На первых порах Польше довольно быстро удалось достичь сбалансированности, хотя многие оставались недовольными: при шоковой терапии уровень благосостояния существенной части населения понизился, а при перестройке структуры экономики (из-за резких изменений системы цен и под давлением внешней конкуренции) многие предприятия закрылись, выросла безработица. Однако динамика была вроде бы положительной, и можно было ожидать, что здесь всё будет хорошо. Однако довольно скоро возник вопрос: а нельзя ли было получить примерно те же результаты с меньшими социальными издержками? Ведь экономические успехи оказались не столь велики: в 2002 году уровень безработицы держался на уровне 17 %.

Время от времени наши либералы-экономисты вспоминают страны Американского континента как пример успешных реформ — Чили, Бразилия, Аргентина, Мексика. Правда, результаты здешних реформ они изучали по рекламным проспектам Гарварда.

Сегодня Аргентина вполне может соперничать с нами по удельному — в расчёте на душу населения — вывозу капитала и по провалу реформ. В других странах тоже никаких чудес реформирование не дало.

В Аргентине были и авторитарный режим, который не раз пытался демократизироваться, и ряд монополизированных отраслей, и многие неблагоприятные факторы, но, стартовые позиции всё же были лучше, чем в России. Когда в конце 1970-х годов у экономистов или политологов спрашивали, какая страна третьего мира первой индустриализуется, станет полноценной рыночной страной с развитым гражданским обществом, почти все без сомнений отвечали: Аргентина.

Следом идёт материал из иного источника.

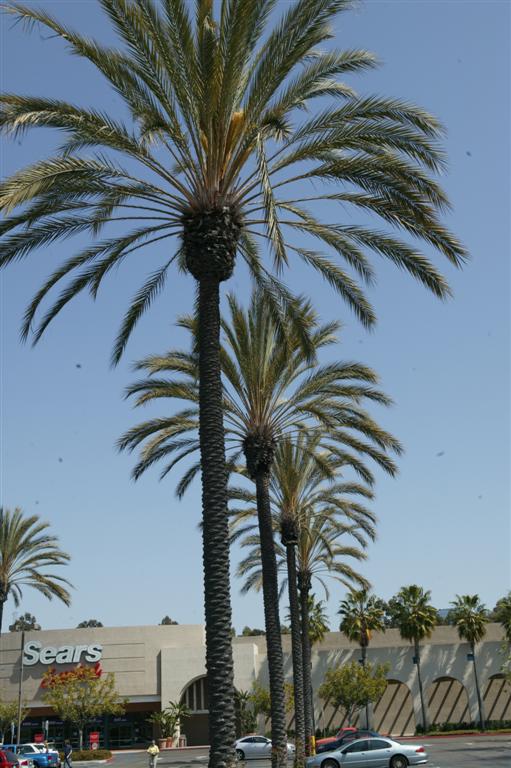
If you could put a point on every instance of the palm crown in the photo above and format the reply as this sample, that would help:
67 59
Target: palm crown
271 390
361 614
305 486
28 554
470 617
411 610
223 155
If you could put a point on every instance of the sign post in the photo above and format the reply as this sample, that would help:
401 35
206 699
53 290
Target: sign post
20 686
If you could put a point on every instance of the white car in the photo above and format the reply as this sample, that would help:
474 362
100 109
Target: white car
251 747
37 748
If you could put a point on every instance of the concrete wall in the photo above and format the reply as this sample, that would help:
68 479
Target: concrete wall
157 664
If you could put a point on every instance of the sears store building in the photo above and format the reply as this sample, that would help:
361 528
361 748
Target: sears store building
158 664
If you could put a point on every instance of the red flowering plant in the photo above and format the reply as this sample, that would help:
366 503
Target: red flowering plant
81 694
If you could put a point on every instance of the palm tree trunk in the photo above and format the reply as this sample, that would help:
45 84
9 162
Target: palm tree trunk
296 647
217 599
363 649
272 620
419 679
304 583
478 691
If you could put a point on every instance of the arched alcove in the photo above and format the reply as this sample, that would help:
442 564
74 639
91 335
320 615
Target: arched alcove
447 701
393 713
497 698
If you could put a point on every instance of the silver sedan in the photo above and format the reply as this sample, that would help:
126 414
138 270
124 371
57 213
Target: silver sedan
371 753
250 747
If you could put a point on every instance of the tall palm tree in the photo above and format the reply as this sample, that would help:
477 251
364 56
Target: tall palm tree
416 619
315 513
318 620
271 390
470 617
362 614
27 552
219 154
502 614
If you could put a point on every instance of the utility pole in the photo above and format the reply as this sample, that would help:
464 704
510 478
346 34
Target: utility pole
20 687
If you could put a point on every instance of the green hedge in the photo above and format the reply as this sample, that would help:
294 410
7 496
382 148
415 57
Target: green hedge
88 754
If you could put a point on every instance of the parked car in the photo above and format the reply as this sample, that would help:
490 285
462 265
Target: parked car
328 745
42 748
340 733
9 758
40 759
371 753
250 747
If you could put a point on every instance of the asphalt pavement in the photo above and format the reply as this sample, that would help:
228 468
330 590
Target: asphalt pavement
451 752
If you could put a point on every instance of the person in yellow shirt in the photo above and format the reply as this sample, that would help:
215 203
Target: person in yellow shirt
153 753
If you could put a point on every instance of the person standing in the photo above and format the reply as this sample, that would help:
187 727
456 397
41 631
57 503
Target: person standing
153 753
68 751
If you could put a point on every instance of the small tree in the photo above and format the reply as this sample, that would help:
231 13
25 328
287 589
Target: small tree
169 719
81 695
9 715
89 623
353 686
167 621
27 623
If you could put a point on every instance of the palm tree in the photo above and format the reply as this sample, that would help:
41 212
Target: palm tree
470 617
361 614
416 619
502 614
27 551
271 390
318 620
307 499
220 149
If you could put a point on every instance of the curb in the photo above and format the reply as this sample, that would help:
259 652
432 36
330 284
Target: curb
453 735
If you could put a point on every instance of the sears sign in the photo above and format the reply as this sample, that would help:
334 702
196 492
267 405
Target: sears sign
34 653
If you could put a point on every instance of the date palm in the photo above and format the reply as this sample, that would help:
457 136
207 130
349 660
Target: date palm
314 512
502 614
470 617
271 390
415 619
220 152
28 554
362 614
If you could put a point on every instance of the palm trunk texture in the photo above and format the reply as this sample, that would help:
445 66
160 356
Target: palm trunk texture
217 599
297 654
478 691
421 692
363 649
272 621
304 581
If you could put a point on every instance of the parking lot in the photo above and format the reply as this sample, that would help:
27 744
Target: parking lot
452 752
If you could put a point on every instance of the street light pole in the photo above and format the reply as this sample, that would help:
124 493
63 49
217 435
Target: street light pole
20 686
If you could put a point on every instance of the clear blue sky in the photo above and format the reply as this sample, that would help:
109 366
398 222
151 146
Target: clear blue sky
445 522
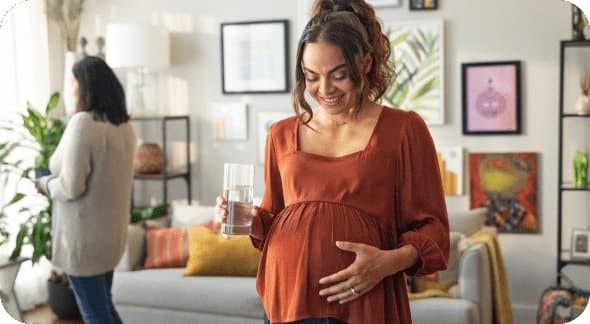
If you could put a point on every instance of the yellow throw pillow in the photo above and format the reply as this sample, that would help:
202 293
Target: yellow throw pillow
212 255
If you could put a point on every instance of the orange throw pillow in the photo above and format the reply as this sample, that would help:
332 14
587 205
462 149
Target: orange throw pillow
166 247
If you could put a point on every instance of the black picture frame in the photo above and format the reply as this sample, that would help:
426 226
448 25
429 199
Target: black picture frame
491 99
423 4
255 57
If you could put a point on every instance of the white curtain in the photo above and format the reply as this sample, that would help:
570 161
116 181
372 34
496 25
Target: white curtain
24 76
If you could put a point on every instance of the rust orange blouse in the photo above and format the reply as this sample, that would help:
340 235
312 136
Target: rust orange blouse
387 195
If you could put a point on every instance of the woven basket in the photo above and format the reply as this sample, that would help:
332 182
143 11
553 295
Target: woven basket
148 159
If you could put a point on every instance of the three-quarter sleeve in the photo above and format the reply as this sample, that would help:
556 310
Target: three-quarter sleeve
421 204
272 200
73 156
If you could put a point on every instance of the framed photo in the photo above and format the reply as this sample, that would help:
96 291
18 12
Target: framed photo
580 244
229 121
491 98
265 119
255 57
423 4
450 162
417 57
505 183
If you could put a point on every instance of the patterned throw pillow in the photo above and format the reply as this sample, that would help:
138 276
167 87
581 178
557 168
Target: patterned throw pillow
166 247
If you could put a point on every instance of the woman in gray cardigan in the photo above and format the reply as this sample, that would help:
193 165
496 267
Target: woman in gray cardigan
90 184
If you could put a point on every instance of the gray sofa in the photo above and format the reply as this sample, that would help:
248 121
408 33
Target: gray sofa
166 296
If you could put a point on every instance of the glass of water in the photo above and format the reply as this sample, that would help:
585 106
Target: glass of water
238 191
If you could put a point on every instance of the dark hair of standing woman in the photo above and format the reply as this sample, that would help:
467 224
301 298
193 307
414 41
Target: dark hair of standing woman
352 26
100 92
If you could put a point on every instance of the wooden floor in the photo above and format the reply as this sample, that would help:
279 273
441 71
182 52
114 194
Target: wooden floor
44 315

И вот в этой стране, сколько бы ей ни советовали, какие бы благоприятные факторы для развития рынка ни находили, ничего путного не вышло. Беспрецедентный вывоз капитала (выше оказались только объёмы и темпы бегства капитала из России) и всевозможные неурядицы отбросили Аргентину назад, и она пережила настоящую экономическую катастрофу. Она оказалась в тупике, из которого вынуждена выбираться ползком. Сегодня Аргентина — не позитивный, а негативный пример.

Не зная реального положения в странах, реформы которых они брались копировать, наши реформаторы к тому же не знали ни рынок стран Запада (в частности, США), ни свою собственную страну.

Прежде всего, у них не было понимания, что не существует нигде в мире ни «чистого» рыночного, ни «чистого» планового хозяйства. Всякое хозяйство намного сложнее, а потому любая теория ограничена, не полна, не применима во многих и многих случаях. Но, будучи по складу ума пусть и грамотными, но начётчиками, они пытались выбрать книжку с подходящей теорией, а книжек и теорий много, и не зная, за какую взяться, они вынужденно составляли эклектическую мешанину догм, — и постоянно спотыкались, ибо жизнь — другая, не соответствует она никаким теориям!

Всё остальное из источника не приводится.